When the weather man’s predictions are for an ice storm with a half an inch of freezing rain, the best thing to do is to call the airlines and start packing. However, most of us can’t afford to do that.
The things you need to think about are heat, water, food and toilet. If you’re a city dweller, your water and sewer may not be affected during a power loss, but in the country, it goes out with the electricity. Fill a couple of buckets with water for flushing the toilet, and fill pitchers for drinking water. Don’t worry about keeping it cold–it’ll bring up the temperature in your refrigerator every time you open the door for a drink. Keep the freezer closed unless you want all of your frozen foods to slowly thaw. If you have a gas cooking stove you are all set for preparing meals, but if you have an electric stove you’re going to be eating sandwiches and cereal.

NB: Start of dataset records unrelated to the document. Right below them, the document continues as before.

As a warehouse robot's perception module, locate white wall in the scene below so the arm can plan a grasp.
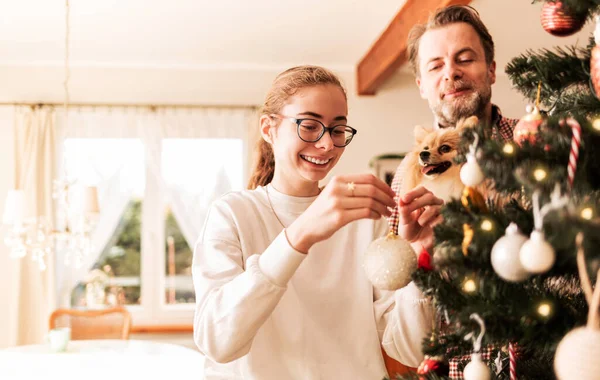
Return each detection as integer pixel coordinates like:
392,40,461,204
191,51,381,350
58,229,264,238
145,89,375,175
0,107,17,348
0,65,524,178
0,66,524,348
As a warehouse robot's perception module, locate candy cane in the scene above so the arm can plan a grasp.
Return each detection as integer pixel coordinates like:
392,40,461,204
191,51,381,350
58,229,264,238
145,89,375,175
565,118,581,188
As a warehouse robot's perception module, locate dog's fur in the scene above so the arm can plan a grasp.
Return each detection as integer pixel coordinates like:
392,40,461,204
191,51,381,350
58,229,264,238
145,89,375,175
400,116,479,202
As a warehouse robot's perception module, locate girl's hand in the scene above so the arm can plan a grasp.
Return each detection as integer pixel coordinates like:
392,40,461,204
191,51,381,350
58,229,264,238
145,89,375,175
286,174,396,252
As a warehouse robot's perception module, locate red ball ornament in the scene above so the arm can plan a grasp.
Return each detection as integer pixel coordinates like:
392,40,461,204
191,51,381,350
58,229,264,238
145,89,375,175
417,355,450,379
513,106,544,145
417,249,433,272
540,1,586,37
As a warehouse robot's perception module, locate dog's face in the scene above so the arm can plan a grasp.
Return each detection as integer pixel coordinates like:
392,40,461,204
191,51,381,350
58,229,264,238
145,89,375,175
413,117,477,179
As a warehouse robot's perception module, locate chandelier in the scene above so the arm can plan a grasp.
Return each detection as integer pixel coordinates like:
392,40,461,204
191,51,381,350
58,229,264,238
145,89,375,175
2,0,99,271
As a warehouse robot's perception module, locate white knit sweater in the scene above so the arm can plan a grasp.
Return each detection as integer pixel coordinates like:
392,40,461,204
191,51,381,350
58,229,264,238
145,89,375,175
193,185,432,380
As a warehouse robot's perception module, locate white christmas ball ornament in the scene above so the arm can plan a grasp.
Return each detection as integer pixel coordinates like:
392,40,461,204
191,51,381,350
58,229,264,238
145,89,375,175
554,327,600,380
463,354,491,380
364,232,417,290
519,231,556,274
491,223,529,282
460,154,485,187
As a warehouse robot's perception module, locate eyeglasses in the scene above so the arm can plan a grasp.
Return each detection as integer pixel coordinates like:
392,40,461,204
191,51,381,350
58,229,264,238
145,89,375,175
271,114,357,148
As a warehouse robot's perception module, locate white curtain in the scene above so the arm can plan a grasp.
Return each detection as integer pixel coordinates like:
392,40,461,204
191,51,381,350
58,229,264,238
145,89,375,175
3,107,56,346
57,107,258,305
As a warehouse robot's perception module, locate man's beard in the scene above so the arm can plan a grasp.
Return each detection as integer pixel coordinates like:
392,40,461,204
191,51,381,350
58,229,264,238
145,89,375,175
430,81,492,126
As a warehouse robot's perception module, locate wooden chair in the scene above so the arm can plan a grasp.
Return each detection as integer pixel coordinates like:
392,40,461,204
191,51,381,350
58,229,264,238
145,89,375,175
50,307,131,340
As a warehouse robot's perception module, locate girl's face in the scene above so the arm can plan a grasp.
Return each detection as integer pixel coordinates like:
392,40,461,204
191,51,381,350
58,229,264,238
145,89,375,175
261,85,348,188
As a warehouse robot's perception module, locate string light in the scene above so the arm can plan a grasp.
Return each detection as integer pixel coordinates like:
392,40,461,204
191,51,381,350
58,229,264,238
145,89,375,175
481,219,494,232
581,207,594,220
592,117,600,131
463,278,477,293
537,302,552,317
502,143,515,156
533,169,548,182
463,278,477,293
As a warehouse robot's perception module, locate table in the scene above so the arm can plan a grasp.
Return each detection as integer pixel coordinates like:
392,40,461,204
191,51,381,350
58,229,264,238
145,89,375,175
0,339,204,380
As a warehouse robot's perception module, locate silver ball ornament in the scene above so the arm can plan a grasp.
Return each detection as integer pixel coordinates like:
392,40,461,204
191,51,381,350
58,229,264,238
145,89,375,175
364,233,417,290
460,154,485,187
491,223,529,282
463,354,492,380
519,231,556,274
554,326,600,380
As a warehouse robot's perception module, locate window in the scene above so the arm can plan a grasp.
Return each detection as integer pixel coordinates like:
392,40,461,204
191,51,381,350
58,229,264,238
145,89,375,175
64,138,245,324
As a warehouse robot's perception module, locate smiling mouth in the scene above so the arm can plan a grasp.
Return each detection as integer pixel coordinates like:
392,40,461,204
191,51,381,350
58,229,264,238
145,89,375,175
444,88,471,98
300,154,331,165
421,161,452,175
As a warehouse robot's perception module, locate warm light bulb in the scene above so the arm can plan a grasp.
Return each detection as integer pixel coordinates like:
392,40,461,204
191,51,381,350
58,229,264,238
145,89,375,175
533,169,548,182
581,207,594,220
463,279,477,293
481,219,494,231
502,143,515,155
538,302,552,317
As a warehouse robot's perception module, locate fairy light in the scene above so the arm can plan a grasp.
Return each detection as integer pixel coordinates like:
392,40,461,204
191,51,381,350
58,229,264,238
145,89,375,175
481,219,494,232
463,278,477,293
533,169,548,182
581,207,594,220
592,117,600,132
502,143,515,156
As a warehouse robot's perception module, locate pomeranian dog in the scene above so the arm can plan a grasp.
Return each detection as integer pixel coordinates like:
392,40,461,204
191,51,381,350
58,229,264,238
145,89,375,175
400,116,479,202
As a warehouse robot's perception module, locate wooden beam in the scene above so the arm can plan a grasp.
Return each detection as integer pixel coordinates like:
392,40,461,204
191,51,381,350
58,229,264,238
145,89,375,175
356,0,471,95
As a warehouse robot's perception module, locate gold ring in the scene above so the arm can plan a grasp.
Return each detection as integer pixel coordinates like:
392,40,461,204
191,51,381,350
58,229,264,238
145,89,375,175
346,182,356,197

Conserve heat by closing doors to all rooms and staying in one of them. If you’re fortunate enough to have a woodstove and know how to use it safely, light a warming fire and gather in that room. Bundle up with warm clothes and quilts and have a quiet reading time or a family game night. If you have a heater that you use for camping, don’t try using it indoors unless it specifically says that it is approved for that use.
Make sure your cell phone is fully charged and that you have flashlights and candles before darkness falls. Have a large cache of unscented tea lights on hand, which are very inexpensive and light the way for hours.
Of course, the best and handiest thing to have for these times is a generator. You can plug in just a few things with a long indoor-outdoor heavy duty extention cord, or have an electricial wire your home for it. In times of extended power outages, you can turn off your house power at the main electrical box and turn on the generator to run your refrigerator, heating system and a burner or two on your stove. A generator is a good investment, even if it only gets used once a year. An extented power outage can ruin everything in your freezer causing a larger expense than a generator’s cost.
If you’re prepared for an ice storm, it will only be a minor inconvenience instead of a catastrophe.